Clearly brands all over the world are embracing Social Media Marketing. But, many companies don’t understand how to identify and enforce standards, practices and social media platforms for new and existing employees. Here are some background items to weigh coupled with a Social Media Policy outline at the bottom.
1) Social Media Policy will vary widely depending on the size of the company; smaller companies typically are more flexible, as they are more concerned with broad brand awareness, presence, engagement and not so focused on identifying a strict Social Media Policy.
Bigger companies have more policy and procedural structure – marketing wants to “own” social medi and may not want field sales to be Tweeting about customer wins in the field, new product launches, channel training opportunities, etc.
2) Regardless of the size of company, if using Social Media Marketing for business you may want to adopt multiple accounts that may focus on different goals and objectives. Your exec staff may want to “engage” with Customers, Suppliers and Channel Accounts, while sales may want to Blog or Tweet about “wins” in the marketplace that reflect broader marketing objectives and customer service wants to monitor and respond to customer driven issues.
Depending on the platform, individuals who are engaging in social media marketing may want to identify who they are, enabling each person to establish a focused “account personality” and engagement with some subset of the broad social community.
As an example, Zappos has done a wonderful job of creating multiple “personalities” by creating individual Social Media Accounts for Sales, Customer Service, Help Desk and all have somewhat of a dynamic “flavor” which dovetails with their CEOs personality,
3) Many of the horror stories you are reading about come into play for anyone on Social Media (regardless of company size) when personal and professional content is commingled indiscriminately.
There’s a fine line between adding some “personality” to a Social Media Marketing campaign versus crossing over into too personal; i.e. “uploading selfies via the office hot tub party” to Twitter or Instagram is not always a great idea. Save it for a personal Facebook profile if you must.

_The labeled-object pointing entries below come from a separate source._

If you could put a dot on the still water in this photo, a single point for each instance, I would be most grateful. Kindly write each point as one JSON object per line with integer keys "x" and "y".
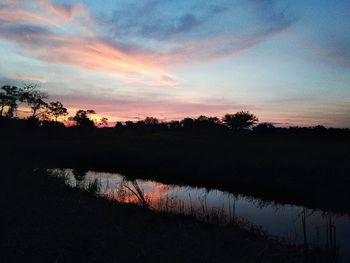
{"x": 296, "y": 224}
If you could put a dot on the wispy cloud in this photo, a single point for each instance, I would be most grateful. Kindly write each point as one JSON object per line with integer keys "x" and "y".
{"x": 25, "y": 77}
{"x": 141, "y": 41}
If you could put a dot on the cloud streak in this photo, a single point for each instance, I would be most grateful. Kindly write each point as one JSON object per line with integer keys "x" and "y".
{"x": 67, "y": 34}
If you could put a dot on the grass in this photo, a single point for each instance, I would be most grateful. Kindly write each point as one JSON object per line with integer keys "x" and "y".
{"x": 44, "y": 220}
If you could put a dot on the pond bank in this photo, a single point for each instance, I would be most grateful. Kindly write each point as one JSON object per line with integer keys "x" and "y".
{"x": 43, "y": 220}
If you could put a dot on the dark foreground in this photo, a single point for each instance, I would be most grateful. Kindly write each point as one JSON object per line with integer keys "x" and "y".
{"x": 43, "y": 220}
{"x": 300, "y": 167}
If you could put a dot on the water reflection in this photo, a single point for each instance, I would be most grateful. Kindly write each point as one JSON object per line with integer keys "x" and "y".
{"x": 295, "y": 224}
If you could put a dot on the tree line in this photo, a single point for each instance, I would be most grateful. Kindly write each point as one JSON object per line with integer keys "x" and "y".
{"x": 53, "y": 113}
{"x": 30, "y": 97}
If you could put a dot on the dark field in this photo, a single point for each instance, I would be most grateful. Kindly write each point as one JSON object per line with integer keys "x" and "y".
{"x": 309, "y": 169}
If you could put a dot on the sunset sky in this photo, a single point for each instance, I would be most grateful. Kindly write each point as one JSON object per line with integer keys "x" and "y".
{"x": 288, "y": 62}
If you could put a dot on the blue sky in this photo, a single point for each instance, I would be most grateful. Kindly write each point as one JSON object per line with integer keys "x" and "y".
{"x": 288, "y": 62}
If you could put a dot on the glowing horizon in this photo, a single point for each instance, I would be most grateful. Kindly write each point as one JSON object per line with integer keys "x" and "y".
{"x": 287, "y": 62}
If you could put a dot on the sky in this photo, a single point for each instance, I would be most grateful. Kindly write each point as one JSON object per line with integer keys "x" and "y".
{"x": 286, "y": 61}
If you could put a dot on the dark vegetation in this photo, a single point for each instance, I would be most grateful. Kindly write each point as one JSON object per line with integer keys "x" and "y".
{"x": 307, "y": 166}
{"x": 43, "y": 220}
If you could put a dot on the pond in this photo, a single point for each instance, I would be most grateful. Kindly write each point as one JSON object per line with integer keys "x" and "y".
{"x": 295, "y": 224}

4) For many companies it may be necessary to require individuals to have Personal and Professional accounts for multiple Social Media Platforms, ensuring personal anecdotes don’t get co-mingled with corporate or business communications.

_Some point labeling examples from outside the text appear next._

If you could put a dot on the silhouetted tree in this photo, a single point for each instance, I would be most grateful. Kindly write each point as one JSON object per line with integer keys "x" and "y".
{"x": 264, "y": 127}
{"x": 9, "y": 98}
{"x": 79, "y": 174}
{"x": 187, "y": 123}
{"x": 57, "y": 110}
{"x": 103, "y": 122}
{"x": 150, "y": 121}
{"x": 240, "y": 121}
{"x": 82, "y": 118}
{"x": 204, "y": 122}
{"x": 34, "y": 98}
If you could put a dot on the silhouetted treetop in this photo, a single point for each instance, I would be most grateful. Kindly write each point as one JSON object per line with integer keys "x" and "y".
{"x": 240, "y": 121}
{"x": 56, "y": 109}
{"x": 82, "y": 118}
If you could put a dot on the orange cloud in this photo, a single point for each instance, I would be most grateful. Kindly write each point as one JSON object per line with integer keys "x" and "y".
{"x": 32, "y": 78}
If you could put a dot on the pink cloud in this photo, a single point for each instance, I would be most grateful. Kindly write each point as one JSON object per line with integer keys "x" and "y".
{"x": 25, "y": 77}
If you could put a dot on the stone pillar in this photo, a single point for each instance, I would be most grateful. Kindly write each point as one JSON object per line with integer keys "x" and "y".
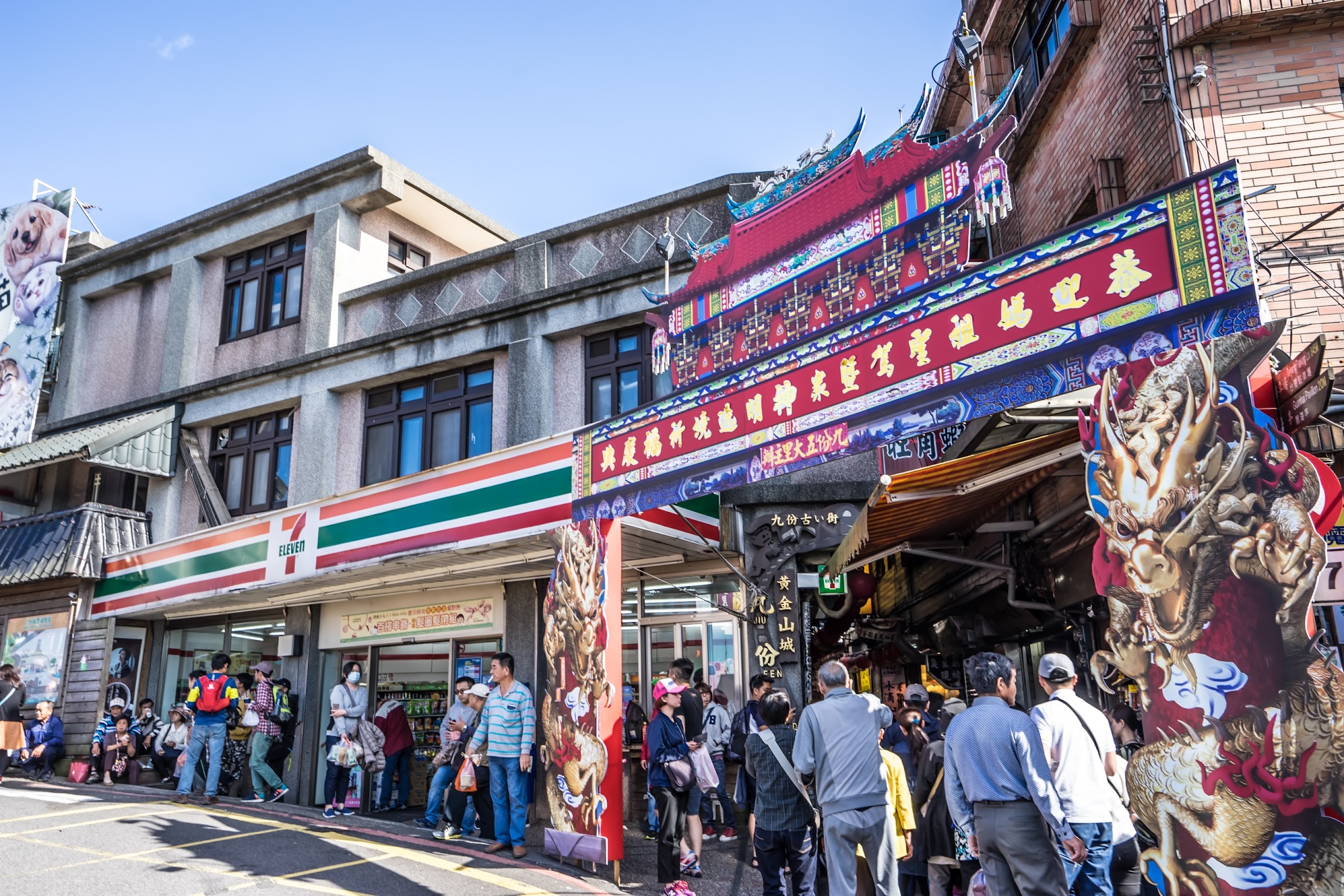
{"x": 531, "y": 367}
{"x": 182, "y": 331}
{"x": 333, "y": 245}
{"x": 312, "y": 465}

5) One of the biggest surprises that many don’t anticipate is the realization that keywords used in Social Media Communications processes may or will show up in “real time” search results on Twitter, Google, HuffingtonPost, Yahoo, etc. Social Media Content can have a longer “shelf life” than many anticipate.
6) Companies have to think about their company culture and DNA prior to coming up with a Social Media Policy – Nike is going to have a much more aggressive tendency to push content out onto the Social Web than say Visa, as an example.
Social Media Policy Outline
1) Goals of Social Media Marketing Campaign; i.e. broad brand awareness campaign that may be utilize multiple contributors, tightly focused marketing message that is controlled by one central individual or department, listening to and engaging customers who are commenting on the brand or who may be voicing customer service complaints or issues, identifying a topic brand that you want to dominate via Social Media Marketing, etc.
2) What is your company culture or DNA, which impacts strategy & messaging? If you are a young aggressive start up then you may want to be much more aggressive in terms of building a Social Media Brand as an example.
3) What Platforms do “you” want to Support: Twitter, Facebook, Blog, YouTube, Flickr, LinkedIn? Each platform has different content needs.
4) What is your content strategy and who is the keeper or originator of the source content ? Everything in Social Media flows from the content initially – whoever controls this determines to a certain extent what is said and how your Social Media Brand is conveyed.
5) Defining Policy and Procedures for New Employees, Contractors, Channel Accounts, Agencies, etc. – this can be a one page document that outlines responsibilities, how to submit permission requests, what to say/not to say, etc.
6) Be aware, the more limitations you put on employees responding to and engaging with the Social Media Community the more you may limit your marketing ROI – a lighter touch in most cases is optimum.
7) Social Media Marketing is moving at warp speed, with new Platforms, Technologies, etc. being developed every day – be flexible with your Social Media Policy and be aware it will need to be updated frequently.
8) Less is more when it comes to a Social Media Policy. You should be able to distill your policy down to a 8-10 bullet points Word doc.
9) Reward employees for using Social Media, even if they make some mistakes – the upside for having employees engage with the community outweighs the potential negatives in most cases.
These platforms and processes are moving at warp speed. Meaning, there is no hard and fast social media policy that dovetails with marketing strategy and tactics in a meaningful way.
The place to start is a 1.0 iteration that outlines 30K foot rules of the road for your staff and company, coupled with regular updates reflecting different platforms you may be moving to, size of marketing staff and your overarching content marketing strategy.